How do we live in the light of hope and love while always being aware and safeguarding against the darkness?
I completely understand where Paul is coming from. I get it.
And even while I get it, it breaks my heart that thoughts of protecting myself while helping others is a needed reality.
Gone are the days of just simply putting the needs of someone else before your own. It is needed to be aware of the traps and scams and people that will take advantage of kindness. It hurt as Paul and I tried to explain this to our son. We deeply desire to spur him on towards loving and helping others. We want his life to reflect a heart for all people. And yet, in that reality, we must make sure that he is at least aware of the darkness. Aware enough that he is smart in the way he lives and comes to the aid of friends and strangers as he grows older.
There lies a tension in seeing people in their brokenness and doing what we can to help and love them, while remaining smart about how we go about it.

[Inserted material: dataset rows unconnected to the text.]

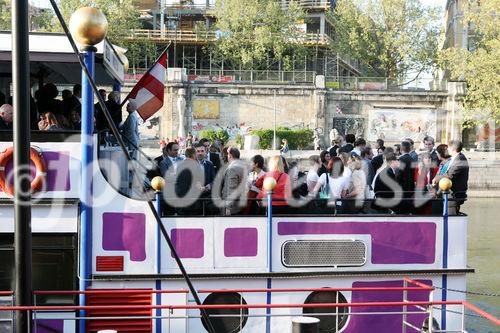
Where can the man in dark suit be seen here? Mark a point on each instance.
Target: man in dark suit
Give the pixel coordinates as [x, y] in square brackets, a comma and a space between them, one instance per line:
[386, 188]
[207, 168]
[349, 146]
[230, 186]
[458, 172]
[406, 177]
[170, 159]
[429, 147]
[211, 156]
[378, 160]
[188, 185]
[166, 162]
[412, 152]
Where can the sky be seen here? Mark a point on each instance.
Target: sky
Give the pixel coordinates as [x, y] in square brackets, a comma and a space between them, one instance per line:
[442, 3]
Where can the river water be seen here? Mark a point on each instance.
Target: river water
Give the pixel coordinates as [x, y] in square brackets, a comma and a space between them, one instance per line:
[483, 256]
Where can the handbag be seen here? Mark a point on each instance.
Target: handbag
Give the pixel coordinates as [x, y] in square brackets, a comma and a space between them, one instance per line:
[325, 190]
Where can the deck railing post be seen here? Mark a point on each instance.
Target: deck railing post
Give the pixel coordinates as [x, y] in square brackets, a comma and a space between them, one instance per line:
[445, 185]
[269, 185]
[86, 178]
[158, 183]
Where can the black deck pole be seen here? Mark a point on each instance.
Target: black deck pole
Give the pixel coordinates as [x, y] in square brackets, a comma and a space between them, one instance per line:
[22, 196]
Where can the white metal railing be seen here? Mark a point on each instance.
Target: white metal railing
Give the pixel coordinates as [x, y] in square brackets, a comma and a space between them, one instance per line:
[199, 36]
[307, 4]
[381, 83]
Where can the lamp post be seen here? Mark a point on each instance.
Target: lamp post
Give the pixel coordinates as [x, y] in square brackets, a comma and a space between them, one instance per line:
[158, 183]
[88, 27]
[445, 186]
[274, 130]
[269, 185]
[21, 138]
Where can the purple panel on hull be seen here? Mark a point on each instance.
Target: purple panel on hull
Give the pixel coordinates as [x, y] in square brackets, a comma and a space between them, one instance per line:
[384, 323]
[57, 171]
[240, 242]
[392, 242]
[49, 326]
[125, 232]
[189, 243]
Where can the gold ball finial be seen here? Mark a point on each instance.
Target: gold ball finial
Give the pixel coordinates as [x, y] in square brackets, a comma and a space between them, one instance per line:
[158, 183]
[445, 184]
[269, 184]
[124, 60]
[88, 26]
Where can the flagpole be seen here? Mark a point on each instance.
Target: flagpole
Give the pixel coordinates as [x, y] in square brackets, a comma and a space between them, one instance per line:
[147, 72]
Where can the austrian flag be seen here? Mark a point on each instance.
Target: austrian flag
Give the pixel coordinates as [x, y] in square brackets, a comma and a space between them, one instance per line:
[148, 92]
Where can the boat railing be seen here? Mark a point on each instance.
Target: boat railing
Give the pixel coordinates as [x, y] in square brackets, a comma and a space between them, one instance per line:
[403, 308]
[306, 206]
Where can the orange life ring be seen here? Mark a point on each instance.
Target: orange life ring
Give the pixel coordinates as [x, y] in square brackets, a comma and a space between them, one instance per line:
[35, 157]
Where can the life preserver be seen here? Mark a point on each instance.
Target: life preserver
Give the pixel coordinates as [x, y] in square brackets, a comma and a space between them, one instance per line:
[35, 157]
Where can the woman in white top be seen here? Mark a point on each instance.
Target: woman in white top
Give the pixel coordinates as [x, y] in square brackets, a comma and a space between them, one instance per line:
[357, 186]
[333, 182]
[312, 174]
[254, 175]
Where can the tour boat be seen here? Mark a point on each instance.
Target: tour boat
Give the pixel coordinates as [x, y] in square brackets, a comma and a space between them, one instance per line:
[383, 273]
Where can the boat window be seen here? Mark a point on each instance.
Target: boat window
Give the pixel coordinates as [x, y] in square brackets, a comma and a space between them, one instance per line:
[237, 318]
[54, 266]
[334, 319]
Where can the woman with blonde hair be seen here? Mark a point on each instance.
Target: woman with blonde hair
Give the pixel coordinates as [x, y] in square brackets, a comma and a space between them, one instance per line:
[356, 192]
[48, 122]
[283, 190]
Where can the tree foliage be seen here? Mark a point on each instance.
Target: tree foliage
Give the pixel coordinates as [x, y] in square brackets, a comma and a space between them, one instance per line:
[397, 38]
[479, 65]
[251, 31]
[297, 138]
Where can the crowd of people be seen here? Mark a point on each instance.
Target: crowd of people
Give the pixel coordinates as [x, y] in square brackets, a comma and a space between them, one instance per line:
[348, 177]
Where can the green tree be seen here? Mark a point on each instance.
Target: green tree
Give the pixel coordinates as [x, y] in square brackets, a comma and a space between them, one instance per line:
[252, 31]
[479, 65]
[397, 38]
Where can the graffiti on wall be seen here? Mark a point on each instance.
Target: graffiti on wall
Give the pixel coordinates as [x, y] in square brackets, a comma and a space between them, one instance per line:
[233, 130]
[349, 125]
[206, 109]
[396, 124]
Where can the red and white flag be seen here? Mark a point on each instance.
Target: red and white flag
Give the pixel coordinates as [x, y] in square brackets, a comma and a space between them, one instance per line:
[148, 92]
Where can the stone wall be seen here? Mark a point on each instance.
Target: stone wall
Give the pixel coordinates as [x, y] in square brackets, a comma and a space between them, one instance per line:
[238, 108]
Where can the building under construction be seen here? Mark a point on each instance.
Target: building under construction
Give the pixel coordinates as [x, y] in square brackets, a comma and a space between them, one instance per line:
[177, 22]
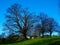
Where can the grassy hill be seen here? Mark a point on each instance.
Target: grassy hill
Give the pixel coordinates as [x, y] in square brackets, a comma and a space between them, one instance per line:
[38, 41]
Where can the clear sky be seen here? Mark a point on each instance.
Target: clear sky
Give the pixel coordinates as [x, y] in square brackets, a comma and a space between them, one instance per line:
[50, 7]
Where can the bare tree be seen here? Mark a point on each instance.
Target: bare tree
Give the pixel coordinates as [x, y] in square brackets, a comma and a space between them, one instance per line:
[19, 20]
[43, 21]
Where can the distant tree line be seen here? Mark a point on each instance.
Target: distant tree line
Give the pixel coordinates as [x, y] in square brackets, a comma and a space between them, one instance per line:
[21, 22]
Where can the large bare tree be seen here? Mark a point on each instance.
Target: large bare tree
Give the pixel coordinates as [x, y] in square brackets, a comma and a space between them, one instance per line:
[19, 20]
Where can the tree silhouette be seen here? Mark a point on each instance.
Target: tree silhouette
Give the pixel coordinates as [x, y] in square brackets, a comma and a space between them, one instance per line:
[19, 20]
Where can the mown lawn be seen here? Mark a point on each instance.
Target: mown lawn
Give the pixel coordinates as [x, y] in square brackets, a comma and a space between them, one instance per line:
[38, 41]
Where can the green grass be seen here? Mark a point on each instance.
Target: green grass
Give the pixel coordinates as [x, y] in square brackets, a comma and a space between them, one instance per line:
[38, 41]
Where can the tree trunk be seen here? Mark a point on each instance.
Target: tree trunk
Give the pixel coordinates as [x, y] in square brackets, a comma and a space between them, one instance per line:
[24, 35]
[42, 35]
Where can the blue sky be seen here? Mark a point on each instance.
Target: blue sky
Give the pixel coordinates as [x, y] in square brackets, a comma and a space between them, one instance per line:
[50, 7]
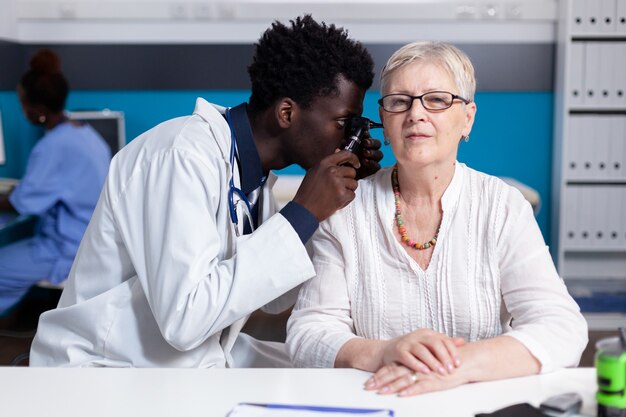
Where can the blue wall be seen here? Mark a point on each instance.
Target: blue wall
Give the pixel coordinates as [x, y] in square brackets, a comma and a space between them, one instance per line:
[512, 135]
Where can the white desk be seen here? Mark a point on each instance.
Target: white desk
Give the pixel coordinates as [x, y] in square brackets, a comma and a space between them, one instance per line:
[51, 392]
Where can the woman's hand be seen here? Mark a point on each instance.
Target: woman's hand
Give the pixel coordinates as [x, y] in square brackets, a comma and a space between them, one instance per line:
[396, 378]
[423, 351]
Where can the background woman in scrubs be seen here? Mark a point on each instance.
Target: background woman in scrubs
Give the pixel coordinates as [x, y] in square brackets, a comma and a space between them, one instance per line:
[65, 173]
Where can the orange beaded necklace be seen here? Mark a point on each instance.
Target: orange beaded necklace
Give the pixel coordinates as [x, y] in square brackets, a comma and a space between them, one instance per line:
[401, 228]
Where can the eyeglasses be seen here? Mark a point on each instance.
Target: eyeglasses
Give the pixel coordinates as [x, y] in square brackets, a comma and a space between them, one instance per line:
[433, 100]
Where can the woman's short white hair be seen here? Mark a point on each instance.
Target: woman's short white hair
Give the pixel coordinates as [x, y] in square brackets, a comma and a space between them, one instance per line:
[449, 57]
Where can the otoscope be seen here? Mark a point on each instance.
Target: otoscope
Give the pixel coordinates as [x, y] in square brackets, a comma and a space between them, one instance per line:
[356, 128]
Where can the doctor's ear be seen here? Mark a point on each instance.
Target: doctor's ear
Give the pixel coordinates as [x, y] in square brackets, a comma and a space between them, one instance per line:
[284, 112]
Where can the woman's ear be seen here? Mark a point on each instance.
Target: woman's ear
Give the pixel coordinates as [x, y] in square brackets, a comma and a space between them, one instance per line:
[284, 112]
[470, 115]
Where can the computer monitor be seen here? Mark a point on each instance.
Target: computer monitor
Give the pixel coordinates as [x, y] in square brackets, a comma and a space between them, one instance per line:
[110, 124]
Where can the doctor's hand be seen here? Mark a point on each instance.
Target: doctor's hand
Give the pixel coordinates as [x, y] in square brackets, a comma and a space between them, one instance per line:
[330, 185]
[369, 155]
[424, 351]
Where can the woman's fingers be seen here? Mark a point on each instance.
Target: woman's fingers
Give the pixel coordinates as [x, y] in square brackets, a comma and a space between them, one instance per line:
[452, 352]
[386, 375]
[391, 379]
[425, 354]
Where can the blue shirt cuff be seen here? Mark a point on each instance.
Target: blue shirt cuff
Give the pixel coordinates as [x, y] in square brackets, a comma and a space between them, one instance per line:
[301, 219]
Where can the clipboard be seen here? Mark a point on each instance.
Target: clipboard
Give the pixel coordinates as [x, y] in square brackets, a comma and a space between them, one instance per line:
[284, 410]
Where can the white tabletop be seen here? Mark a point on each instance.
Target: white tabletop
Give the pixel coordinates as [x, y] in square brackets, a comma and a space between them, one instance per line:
[214, 392]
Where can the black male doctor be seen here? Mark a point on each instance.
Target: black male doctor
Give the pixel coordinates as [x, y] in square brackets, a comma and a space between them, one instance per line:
[172, 264]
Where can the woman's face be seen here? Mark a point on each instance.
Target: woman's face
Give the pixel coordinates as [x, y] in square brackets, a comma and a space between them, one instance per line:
[421, 137]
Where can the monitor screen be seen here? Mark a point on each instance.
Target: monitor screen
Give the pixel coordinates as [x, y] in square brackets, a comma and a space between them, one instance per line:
[110, 125]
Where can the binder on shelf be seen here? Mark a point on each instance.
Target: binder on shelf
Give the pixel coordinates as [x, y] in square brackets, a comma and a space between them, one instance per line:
[618, 77]
[586, 137]
[602, 142]
[620, 18]
[621, 139]
[593, 64]
[606, 16]
[579, 16]
[616, 137]
[603, 223]
[571, 147]
[585, 217]
[576, 68]
[614, 210]
[606, 89]
[592, 10]
[571, 233]
[622, 218]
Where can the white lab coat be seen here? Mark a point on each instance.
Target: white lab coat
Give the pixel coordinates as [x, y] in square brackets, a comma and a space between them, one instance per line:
[160, 278]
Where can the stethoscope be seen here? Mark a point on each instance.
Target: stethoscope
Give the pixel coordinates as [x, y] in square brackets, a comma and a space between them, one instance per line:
[232, 190]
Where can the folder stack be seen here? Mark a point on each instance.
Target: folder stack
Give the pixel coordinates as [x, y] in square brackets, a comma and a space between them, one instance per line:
[590, 150]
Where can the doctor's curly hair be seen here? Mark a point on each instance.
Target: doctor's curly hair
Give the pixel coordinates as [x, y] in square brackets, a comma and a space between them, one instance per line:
[303, 62]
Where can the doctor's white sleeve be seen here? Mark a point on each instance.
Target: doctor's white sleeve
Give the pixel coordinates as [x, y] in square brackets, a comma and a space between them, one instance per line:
[172, 218]
[546, 320]
[321, 322]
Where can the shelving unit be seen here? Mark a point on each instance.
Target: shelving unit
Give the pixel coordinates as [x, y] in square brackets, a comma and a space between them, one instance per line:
[589, 178]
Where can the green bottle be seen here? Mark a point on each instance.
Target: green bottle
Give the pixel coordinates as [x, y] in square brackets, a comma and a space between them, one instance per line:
[611, 370]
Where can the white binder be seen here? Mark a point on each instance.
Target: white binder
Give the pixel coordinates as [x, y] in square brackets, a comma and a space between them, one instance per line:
[584, 225]
[616, 138]
[619, 73]
[603, 233]
[602, 141]
[621, 138]
[570, 223]
[579, 16]
[577, 71]
[607, 15]
[615, 210]
[620, 18]
[593, 63]
[587, 158]
[606, 74]
[573, 159]
[592, 11]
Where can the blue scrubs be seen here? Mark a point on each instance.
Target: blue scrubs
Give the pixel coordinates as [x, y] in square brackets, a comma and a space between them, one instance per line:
[62, 183]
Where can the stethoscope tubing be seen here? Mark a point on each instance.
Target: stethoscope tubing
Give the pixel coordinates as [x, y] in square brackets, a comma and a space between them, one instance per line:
[232, 190]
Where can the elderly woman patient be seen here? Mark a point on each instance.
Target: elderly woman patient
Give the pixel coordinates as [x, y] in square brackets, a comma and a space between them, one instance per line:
[436, 275]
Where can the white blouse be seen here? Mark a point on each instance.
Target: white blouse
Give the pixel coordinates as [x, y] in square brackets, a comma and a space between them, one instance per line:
[490, 274]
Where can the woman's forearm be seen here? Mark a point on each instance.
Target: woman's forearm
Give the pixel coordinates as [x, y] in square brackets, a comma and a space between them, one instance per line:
[361, 354]
[497, 358]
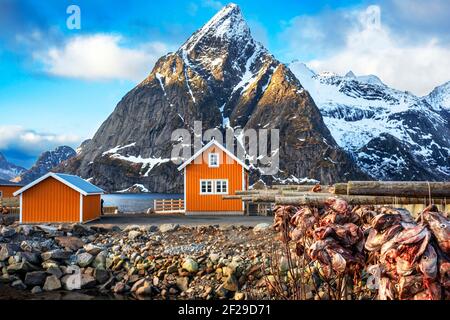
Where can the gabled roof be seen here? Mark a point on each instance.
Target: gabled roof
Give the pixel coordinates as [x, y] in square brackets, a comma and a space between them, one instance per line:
[74, 182]
[208, 145]
[5, 183]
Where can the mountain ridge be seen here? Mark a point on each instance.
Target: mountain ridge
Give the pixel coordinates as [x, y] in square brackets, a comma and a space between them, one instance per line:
[369, 119]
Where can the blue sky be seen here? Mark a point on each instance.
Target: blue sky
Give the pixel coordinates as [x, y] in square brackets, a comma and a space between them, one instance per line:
[58, 85]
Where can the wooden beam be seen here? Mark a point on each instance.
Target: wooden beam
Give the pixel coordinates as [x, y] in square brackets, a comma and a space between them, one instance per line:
[319, 200]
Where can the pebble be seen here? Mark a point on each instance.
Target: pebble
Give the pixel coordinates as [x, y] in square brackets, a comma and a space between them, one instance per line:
[168, 227]
[52, 283]
[190, 265]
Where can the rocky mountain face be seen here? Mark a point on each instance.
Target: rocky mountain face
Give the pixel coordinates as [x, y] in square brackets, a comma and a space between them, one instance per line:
[393, 135]
[46, 161]
[224, 78]
[8, 170]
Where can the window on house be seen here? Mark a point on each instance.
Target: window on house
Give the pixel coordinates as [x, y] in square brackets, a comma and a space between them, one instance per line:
[213, 159]
[213, 187]
[221, 186]
[206, 187]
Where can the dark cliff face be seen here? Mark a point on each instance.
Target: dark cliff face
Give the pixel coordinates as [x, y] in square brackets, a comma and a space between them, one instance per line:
[222, 77]
[46, 162]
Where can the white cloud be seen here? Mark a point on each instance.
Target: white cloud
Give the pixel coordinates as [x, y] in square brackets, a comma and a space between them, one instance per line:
[31, 142]
[372, 48]
[101, 57]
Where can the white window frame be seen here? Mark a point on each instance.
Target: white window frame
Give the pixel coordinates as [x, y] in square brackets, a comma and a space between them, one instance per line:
[214, 186]
[221, 188]
[210, 156]
[206, 181]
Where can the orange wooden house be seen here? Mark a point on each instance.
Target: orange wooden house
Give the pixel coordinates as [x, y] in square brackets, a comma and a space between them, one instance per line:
[210, 174]
[7, 189]
[57, 197]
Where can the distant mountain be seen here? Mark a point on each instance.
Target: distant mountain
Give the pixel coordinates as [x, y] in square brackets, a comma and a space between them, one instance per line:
[439, 98]
[222, 77]
[8, 170]
[392, 134]
[45, 163]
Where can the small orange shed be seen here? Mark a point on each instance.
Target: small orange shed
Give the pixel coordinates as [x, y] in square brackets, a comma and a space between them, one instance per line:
[56, 198]
[7, 189]
[210, 174]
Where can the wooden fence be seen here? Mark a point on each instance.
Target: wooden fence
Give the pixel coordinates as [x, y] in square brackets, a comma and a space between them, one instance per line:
[168, 206]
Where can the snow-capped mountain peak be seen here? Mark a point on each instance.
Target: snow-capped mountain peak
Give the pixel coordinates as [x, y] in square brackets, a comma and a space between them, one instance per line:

I want to throw caution out the window and just dive in. I don't want to think about myself, or believe the worst in people. I desire to do whatever I can to help someone, just because they need it. However, Paul is right. We live in a world where that could have easily been a trap and I would have walked right into it. I could have suffered great damage or been one of thousands of women who disappear at the hands of a stranger, thus leaving behind a husband and three children, wifeless and motherless.
We can't be the people who just drive by, not seeing, or being too terrified to step out in love, worried always only about ourselves.
We must be a people who live in the hardness of the tension, especially as we teach our children. We must be a people who helps a fellow man or woman or child in their moment of need. I believe we can do it, while we are smart about it.
We can't let fear win.
Love has to win. Selflessness must win. Compassion still exists, even in the tension.
I don't have an answer. I don't know how to teach my children about this whole idea of loving others while protecting yourself. I wrestle with it, not knowing how to understand it or live in it.
But I know I desire to find a way. I desire for my children to always help others, and I desire for them to be smart.
In the meantime, we live in the tension, (hopefully leaning more towards love and selflessness).